Boca entendió que el toque debía ser el vehículo para escapar de la languidez o de las precauciones carcelarias que Banfield desparramó por la Bombonera. Por eso, la primera media hora del encuentro vibró al compás del lucimiento boquense. Con determinación y autoridad, Boca acorraló al conjunto de Leeb y encadenó tres nítidas acciones de peligro por un cabezazo de Palermo que salvaron entre el poste y Lucchetti, un remate cruzado y apenas desviado de Marino y un fantástico slalon de derecha al centro de Palacio, al que le faltó potencia en la resolución. Además, el juez Gabriel Favale ignoró un penal de Carlos Galván sobre Palacio, cuando lo manoteó del hombro derecho.
Aun con Marino algo desdibujado en la función de creador -asume mejor el papel de buen ladero que el de organizador definido-, en aquellos minutos Boca circuló alrededor de la batuta de Fernando Gago, capaz de abastecer a su equipo de un juego interno práctico, vertical y plástico.

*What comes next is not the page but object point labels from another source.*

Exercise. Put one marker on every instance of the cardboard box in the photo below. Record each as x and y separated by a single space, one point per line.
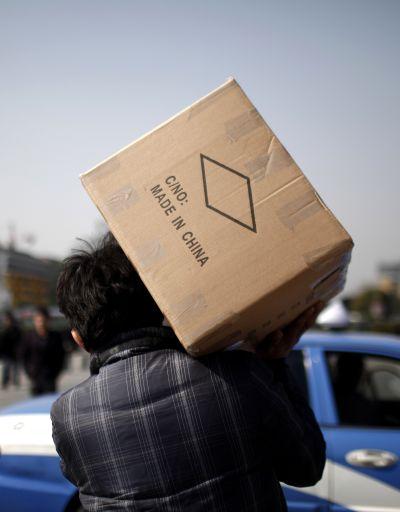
224 229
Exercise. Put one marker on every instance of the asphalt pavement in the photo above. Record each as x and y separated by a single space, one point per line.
77 371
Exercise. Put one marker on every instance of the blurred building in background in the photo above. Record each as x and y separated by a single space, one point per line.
26 280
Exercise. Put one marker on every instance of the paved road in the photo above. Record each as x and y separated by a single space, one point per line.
77 371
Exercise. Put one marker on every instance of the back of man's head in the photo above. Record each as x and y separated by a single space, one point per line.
101 294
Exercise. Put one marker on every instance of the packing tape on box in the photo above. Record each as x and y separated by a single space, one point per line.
193 302
243 124
149 253
326 256
299 209
109 166
121 200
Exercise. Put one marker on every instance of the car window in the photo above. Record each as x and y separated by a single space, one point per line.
366 388
295 361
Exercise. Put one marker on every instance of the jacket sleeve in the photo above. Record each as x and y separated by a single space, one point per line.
66 471
291 432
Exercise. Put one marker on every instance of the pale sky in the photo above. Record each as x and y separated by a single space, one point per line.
81 79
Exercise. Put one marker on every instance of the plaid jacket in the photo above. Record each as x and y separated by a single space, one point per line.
153 429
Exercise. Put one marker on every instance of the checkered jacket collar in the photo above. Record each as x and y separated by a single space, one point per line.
134 342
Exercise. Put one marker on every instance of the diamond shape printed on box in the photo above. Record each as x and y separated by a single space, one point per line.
228 192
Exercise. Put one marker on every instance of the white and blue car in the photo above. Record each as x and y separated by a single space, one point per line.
353 384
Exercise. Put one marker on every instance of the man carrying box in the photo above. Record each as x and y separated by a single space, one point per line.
153 428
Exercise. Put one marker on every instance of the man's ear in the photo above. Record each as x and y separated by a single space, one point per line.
78 338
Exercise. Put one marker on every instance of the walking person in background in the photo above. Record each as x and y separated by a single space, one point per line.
43 354
10 339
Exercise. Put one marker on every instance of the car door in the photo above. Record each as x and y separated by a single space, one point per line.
307 499
364 437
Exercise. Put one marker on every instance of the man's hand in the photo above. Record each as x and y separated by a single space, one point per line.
279 343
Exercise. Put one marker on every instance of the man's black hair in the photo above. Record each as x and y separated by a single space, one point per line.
101 294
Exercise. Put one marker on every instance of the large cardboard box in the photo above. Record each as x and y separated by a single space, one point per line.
224 229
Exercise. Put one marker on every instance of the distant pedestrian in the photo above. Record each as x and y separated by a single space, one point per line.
43 354
10 339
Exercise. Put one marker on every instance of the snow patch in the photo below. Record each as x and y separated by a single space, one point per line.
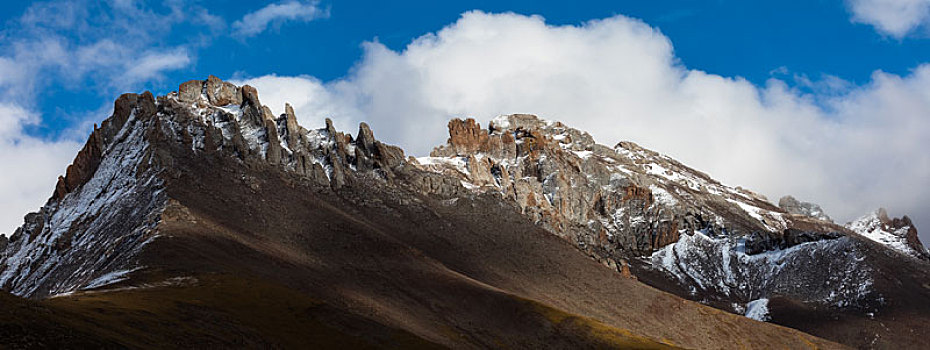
758 309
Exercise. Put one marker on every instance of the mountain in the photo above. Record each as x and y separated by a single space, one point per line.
205 220
677 229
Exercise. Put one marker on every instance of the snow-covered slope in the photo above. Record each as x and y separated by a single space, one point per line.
897 234
679 228
108 206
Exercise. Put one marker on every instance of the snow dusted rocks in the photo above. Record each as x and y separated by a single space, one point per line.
614 203
102 212
899 234
719 244
108 205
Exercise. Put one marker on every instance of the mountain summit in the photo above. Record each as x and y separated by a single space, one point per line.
203 206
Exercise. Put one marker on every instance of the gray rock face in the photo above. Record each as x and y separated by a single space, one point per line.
619 202
792 206
630 208
627 203
221 93
107 206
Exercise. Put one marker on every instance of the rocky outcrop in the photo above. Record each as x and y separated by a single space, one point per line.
88 158
792 206
616 202
104 209
899 234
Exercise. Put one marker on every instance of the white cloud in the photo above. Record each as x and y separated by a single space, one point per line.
77 45
851 148
896 18
31 166
256 22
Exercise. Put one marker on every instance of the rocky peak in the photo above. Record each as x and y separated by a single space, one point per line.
795 207
108 203
897 233
638 200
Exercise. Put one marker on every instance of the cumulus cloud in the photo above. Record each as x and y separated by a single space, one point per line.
31 166
896 18
77 45
256 22
851 148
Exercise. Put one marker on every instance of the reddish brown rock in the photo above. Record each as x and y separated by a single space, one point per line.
190 91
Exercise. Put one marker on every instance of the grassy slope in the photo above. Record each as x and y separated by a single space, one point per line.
222 311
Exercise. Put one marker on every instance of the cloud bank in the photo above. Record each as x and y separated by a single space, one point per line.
619 79
256 22
896 18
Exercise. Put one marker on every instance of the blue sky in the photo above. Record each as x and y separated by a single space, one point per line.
821 99
754 40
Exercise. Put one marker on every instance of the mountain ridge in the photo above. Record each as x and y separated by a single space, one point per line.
171 169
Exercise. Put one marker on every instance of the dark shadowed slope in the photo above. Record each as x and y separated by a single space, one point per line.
202 208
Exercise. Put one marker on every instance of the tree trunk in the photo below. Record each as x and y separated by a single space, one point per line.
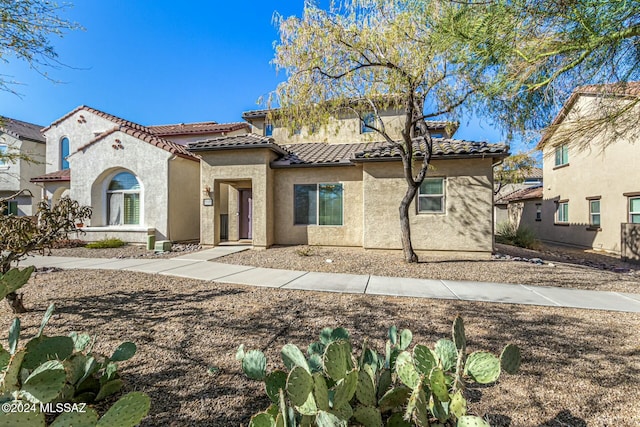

Porque Gago quita, raspa , distribuye y, afortunadamente, no descarta la posibilidad artística ni el rigor estético. El volante central sabe que, si bien los partidos se ganan o se pierden en las áreas, se puede ser más eficaz si se logra manejar el eje medular.
La ofensiva drenada de ideas de Banfield no constituía ningún obstáculo. Pero, camino al descanso, como Boca no acertaba en la definición, su volumen comenzó a diluirse porque dejó de pensar y empezó a empujar cuando se confundió en la vorágine de Neri Cardozo o Juan Krupoviesa. Y los músculos sobre las neuronas, se sabe bien, nunca se tratará de un dominio aconsejable.
Pero después del entretiempo los xeneizes reposicionaron sus ideas y volvieron a jerarquizar cuáles serían los movimientos realmente importantes. Entonces apareció el goleador serial, el que había pedido jugar pese al contratiempo familiar de los últimos días, el que es capaz de transitar con naturalidad ese sector tan inhóspito para muchos. Martín Palermo en su mejor versión: voraz, implacable, encendido. Marino movió rápido la pelota a la salida de un tiro libre; pasó por Cardozo y por Battaglia, que jugó al espacio libre que ocupó Palermo para definir de derecha, algo mordido , pero con la efectividad de los balones que llegan hasta la red.
Leeb ensayó variantes que parecieron más de compromiso que por convicción. Porque si bien se sumaron Angel Morales y Silvio González, la planificación ya no contemplaría la osadía. Palacio aceitó su desequilibrio con esa marcha extra que lo eleva, Gago renovó su imán con la pelota y Boca mejoró el vínculo con la eficacia. Marino lanzó el córner y Battaglia acertó con una volea cruzada. Y, luego, el optimista de Palermo pescó un despeje defectuoso de Sanguinetti.
Banfield terminó goleado, arrodillado. Con el espíritu alicaído, el orgullo desinflado y el ánimo azotado por la contundencia de Boca. Hay triunfos pasajeros , pero justamente el que construyó el conjunto de Basile en el debut escapó de esa categoría. No se trató nada más que de una alegría dominguera, sino que se instaló como un éxito con argumentos sólidos y atributos atrayentes. Como para creer que se repetirán.